By Helene Stapinski for TIME – I first saw the cave wall in the Crypt of the Original Sin in my family province of Matera, in Southern Italy, in the Fall of 2014. The faces of the angels and Adam and Eve, painted in the 9th century by Byzantine monks, looked strangely familiar. They resembled my family.
And then there was the subject matter: Stealing food.
I had grown up in Jersey City, N.J., where swiping food was a birthright. My father worked as a warehouse checker at a cold-storage company near the mouth of the Holland Tunnel, where shrimp, lobster and steak regularly fell off the truck and into our freezer at home. My grandfather had gotten his nickname, Beansie, by stealing a crate of beans as a hungry kid.
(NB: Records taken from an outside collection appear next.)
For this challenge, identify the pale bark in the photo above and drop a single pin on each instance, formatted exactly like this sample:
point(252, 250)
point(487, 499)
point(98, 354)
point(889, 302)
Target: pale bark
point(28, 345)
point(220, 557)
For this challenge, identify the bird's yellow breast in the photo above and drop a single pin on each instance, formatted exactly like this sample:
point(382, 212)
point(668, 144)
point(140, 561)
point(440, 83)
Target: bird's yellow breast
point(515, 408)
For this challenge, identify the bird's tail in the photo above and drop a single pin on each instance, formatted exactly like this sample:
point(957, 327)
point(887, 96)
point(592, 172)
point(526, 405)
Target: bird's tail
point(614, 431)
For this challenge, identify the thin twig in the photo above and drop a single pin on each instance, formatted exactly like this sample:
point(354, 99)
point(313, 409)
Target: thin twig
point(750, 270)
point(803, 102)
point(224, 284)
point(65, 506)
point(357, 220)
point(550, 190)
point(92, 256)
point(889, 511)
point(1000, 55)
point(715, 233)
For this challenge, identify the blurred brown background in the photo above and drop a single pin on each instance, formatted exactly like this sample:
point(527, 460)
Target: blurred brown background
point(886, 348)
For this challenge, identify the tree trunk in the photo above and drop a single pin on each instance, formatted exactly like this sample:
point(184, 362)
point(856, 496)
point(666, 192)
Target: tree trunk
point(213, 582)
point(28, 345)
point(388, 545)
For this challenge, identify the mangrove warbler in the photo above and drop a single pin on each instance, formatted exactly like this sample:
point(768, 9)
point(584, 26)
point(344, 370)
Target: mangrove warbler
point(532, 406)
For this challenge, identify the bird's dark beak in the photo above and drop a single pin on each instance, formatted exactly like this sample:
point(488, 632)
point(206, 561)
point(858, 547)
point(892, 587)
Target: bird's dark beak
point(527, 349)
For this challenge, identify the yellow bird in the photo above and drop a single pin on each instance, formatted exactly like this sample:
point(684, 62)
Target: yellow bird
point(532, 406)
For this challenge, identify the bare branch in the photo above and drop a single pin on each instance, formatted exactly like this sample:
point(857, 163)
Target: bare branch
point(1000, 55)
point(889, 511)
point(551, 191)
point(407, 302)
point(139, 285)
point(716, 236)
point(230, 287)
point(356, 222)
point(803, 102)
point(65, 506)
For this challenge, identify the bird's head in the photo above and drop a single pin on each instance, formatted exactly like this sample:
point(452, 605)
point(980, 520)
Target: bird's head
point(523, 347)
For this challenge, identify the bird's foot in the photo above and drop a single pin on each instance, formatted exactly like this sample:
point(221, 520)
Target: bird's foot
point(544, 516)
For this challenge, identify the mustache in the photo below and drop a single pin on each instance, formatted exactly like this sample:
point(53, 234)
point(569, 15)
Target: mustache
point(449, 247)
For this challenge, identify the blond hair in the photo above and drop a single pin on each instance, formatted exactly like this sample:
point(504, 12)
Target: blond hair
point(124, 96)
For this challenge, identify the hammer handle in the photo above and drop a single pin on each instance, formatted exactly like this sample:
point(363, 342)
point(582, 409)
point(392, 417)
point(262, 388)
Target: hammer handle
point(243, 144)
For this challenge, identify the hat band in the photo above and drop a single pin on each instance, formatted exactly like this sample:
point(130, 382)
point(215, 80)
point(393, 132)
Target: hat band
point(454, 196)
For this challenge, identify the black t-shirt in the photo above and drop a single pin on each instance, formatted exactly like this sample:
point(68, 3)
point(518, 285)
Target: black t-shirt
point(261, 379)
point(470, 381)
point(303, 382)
I stared at the cave wall. That story of original sin involved what was likely the first crime committed in most societies. Stealing fruit was not a metaphor but probably the first sin for most people on Earth.
Before greed, there was hunger. And before possessions, there was fruit. Stealing from your neighbor’s harvest.
The concept of original sin, developed by St. Augustine in the fourth century, came to him after he and his friends stole pears from a neighbor’s farm. Just like my ancestors. The only difference was that Augustine was well fed. He threw the pears to the hogs, which led him to wonder, ‘Why on earth did I steal those pears? And why does man sin?’
I knew why my family did.
Over the past decade, I made four trips to Basilicata, to the instep of Italy’s boot, to research my first family crime from the 19th century. In the process, I discovered a history of poverty and subjugation so long and intense it eventually drove nine million people from their homes.
But how could a place so fertile and land so abundant leave so many so hungry?